Shopping is one of those small joys in life. Although there’s a lot to be said for the simple things in life that don’t require money, sometimes nothing makes you feel quite as good as buying some new stuff. That said, big shopping centres offer the same thing all over the world and finding something unique to an area is becoming more and more difficult.
Craft markets have long been a part of Cape Town’s way of offering alternatives to mainstream shopping. Several markets exists, each completely different to one another, and each offering a special little piece of Capetonian lifestyle.
Greenmarket Square is arguably the most well-known of Cape Town Craft markets. Filled with African curios, handcrafted fashion and jewellery, this bustling hub of informal trading is in the middle of the Central Business District in Cape Town. Going to Greenmarket Square is an experience in itself. Don’t be surprised to find drummers, dancers and traders of all kinds in the cobbled square that houses the market. Be warned, however, the traders are vociferously friendly and learning a few of the golden rules will stand you in good stead.
- Always look through the whole market before buying anything as prices vary greatly amongst traders.
- Never look particularly interested in anything. A glimmer of interest is like the kiss of death to a potential bargain.
- Always say you have very little money on you. Flashing cash around only serves to remind a trader just how special and unique his wares are.
With that in mind, soak in the market experience, and see what treasures you can find.
Rondebosch market is a slightly different affair. Situated in a leafy park in the suburbs, this craft market is the antithesis of Greenmarket’s market buzz. It’s a sleepy family-orientated market with a mix of regular stalls, focusing mainly on pottery, craft and homemade baked good. It’s relaxed and prices are reasonable. If eating pancakes on the grass while the kids play sounds like a great lazy Saturday afternoon then this one’s for you.
The Holistic Fair is the place to go for everything New-Age. Taking place on the first Sunday of every month, here you can have a massage, consult a psychic and have a healthy lunch, all in the same place. There’s plenty of interesting things happening too, including Tai Chi, Yoga and Capoeira demonstrations. It’s a good place to go to find some of the more unusual of Cape Town’s offerings. Uniquely South African essential oils or consultation with a traditional African medicine woman for instance.

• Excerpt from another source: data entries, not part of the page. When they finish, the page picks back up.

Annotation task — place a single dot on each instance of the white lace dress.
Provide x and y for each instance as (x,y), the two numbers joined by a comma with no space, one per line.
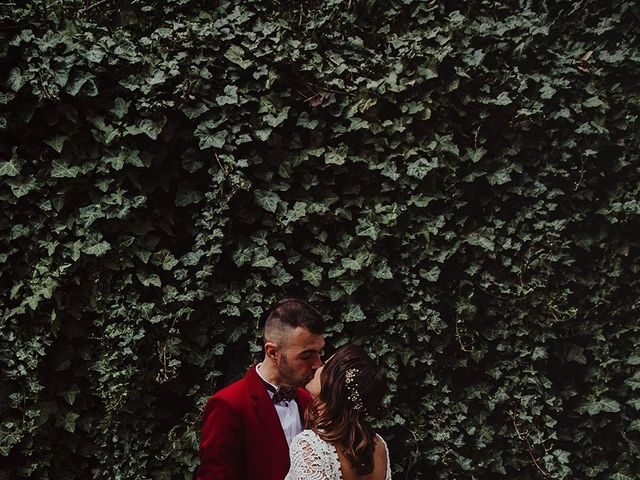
(314,459)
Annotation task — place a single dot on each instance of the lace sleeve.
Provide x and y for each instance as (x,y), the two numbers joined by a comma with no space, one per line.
(388,475)
(307,459)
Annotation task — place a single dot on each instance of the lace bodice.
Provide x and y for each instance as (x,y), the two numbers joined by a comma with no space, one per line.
(314,459)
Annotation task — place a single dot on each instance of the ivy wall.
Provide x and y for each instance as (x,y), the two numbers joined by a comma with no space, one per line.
(453,184)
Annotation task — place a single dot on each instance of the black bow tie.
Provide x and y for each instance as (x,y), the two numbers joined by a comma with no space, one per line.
(282,394)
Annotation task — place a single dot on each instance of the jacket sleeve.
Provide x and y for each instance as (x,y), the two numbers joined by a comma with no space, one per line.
(221,442)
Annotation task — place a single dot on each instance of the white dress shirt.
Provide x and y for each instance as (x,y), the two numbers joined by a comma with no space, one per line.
(288,412)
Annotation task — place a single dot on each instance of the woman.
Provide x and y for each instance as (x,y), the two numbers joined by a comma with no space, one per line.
(339,443)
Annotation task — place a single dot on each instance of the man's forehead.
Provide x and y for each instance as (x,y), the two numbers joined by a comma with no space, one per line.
(303,339)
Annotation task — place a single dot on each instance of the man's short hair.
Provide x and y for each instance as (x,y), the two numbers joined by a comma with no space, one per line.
(289,314)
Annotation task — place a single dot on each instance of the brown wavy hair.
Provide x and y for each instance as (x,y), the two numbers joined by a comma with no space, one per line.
(335,417)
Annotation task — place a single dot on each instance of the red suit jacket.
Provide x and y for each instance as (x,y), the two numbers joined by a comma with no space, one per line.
(241,436)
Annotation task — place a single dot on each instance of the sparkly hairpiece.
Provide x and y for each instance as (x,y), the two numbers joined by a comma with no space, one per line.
(354,395)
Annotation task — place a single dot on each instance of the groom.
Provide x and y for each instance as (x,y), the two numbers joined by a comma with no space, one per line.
(249,425)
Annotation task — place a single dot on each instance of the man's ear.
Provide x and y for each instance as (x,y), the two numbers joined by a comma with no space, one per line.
(271,350)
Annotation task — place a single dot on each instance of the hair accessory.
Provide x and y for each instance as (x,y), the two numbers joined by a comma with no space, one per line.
(354,395)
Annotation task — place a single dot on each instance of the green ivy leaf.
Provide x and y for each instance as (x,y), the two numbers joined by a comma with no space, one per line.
(602,405)
(187,195)
(313,274)
(10,168)
(353,314)
(60,169)
(98,249)
(20,189)
(267,200)
(235,54)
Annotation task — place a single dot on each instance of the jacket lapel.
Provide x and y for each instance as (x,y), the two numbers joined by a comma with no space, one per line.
(266,412)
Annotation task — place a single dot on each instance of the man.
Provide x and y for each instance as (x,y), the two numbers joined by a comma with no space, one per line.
(249,425)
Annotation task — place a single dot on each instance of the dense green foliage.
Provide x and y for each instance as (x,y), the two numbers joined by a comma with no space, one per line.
(454,184)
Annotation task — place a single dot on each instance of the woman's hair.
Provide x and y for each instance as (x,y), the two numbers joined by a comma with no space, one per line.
(352,389)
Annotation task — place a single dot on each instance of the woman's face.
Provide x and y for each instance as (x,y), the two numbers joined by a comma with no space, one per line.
(313,387)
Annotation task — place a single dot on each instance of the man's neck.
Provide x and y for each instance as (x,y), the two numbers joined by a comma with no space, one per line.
(269,373)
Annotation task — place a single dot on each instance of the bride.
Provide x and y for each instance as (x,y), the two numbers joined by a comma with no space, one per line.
(339,442)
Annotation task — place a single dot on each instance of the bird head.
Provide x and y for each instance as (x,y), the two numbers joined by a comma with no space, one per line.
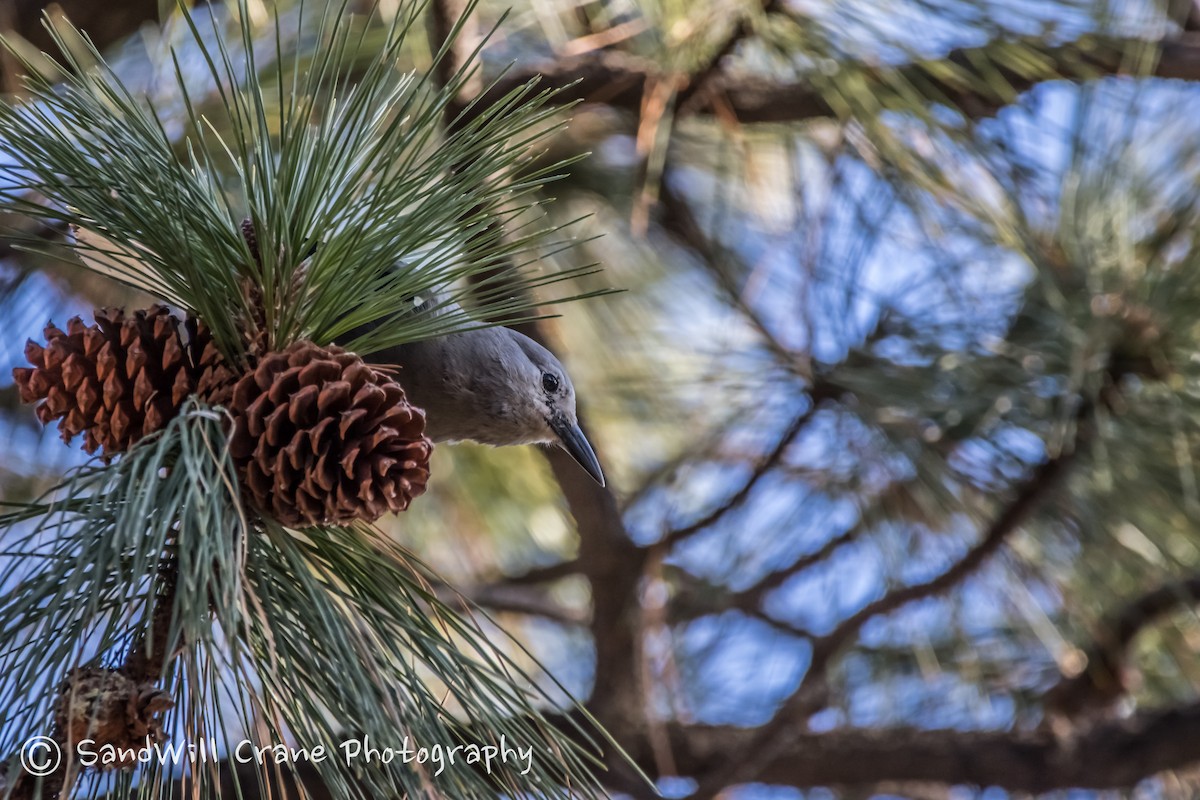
(543,401)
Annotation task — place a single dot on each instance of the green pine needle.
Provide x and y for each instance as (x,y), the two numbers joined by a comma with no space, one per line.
(359,196)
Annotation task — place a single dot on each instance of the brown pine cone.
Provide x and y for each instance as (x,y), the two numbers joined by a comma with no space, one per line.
(113,709)
(114,382)
(322,438)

The Neighbourhood Goods Market in Woodstock is the place to be if you like good food. Gourmet organic fare is the order of the day and there are some truly amazing products to be had. Wandering round the market while retro, jazzy classics play on the record player is a therapeutic experience. Taste a little wine, pesto or geranium infused chocolate from the many taste testers available.
The market is situated in a complex of buildings known as The Old Biscuit Mill, which also house an interesting mix of galleries and decor shops so you can browse the whole day away. The only provision for this delightful market is to make sure you take enough money!
The Milnerton Market is a law unto itself. In fact, part of the attraction of going to the market are the traders themselves. From sun-bronzed old ladies in bright 80s inspired sportswear hawking bathroom accessories to large, beefy men with handlebar moustaches selling used electronic equipment, the mystical inhabitants of the market will always keep you entertained. At Milnerton market, you never know what you’re going to get. You may end up with rare porcelain purchased for a song.
Alternatively a trader may have convinced you that their little knick-knack is an antique of rare value when really it’s a Chinese import. Whatever the case, more often than not the items have some kind of history. An ancient set of doctors saws used for amputation, a sword used by the hordes of Genghis Kahn? The the wild & entertaining storytelling of the traders makes this a bizarre bazaar worth checking out.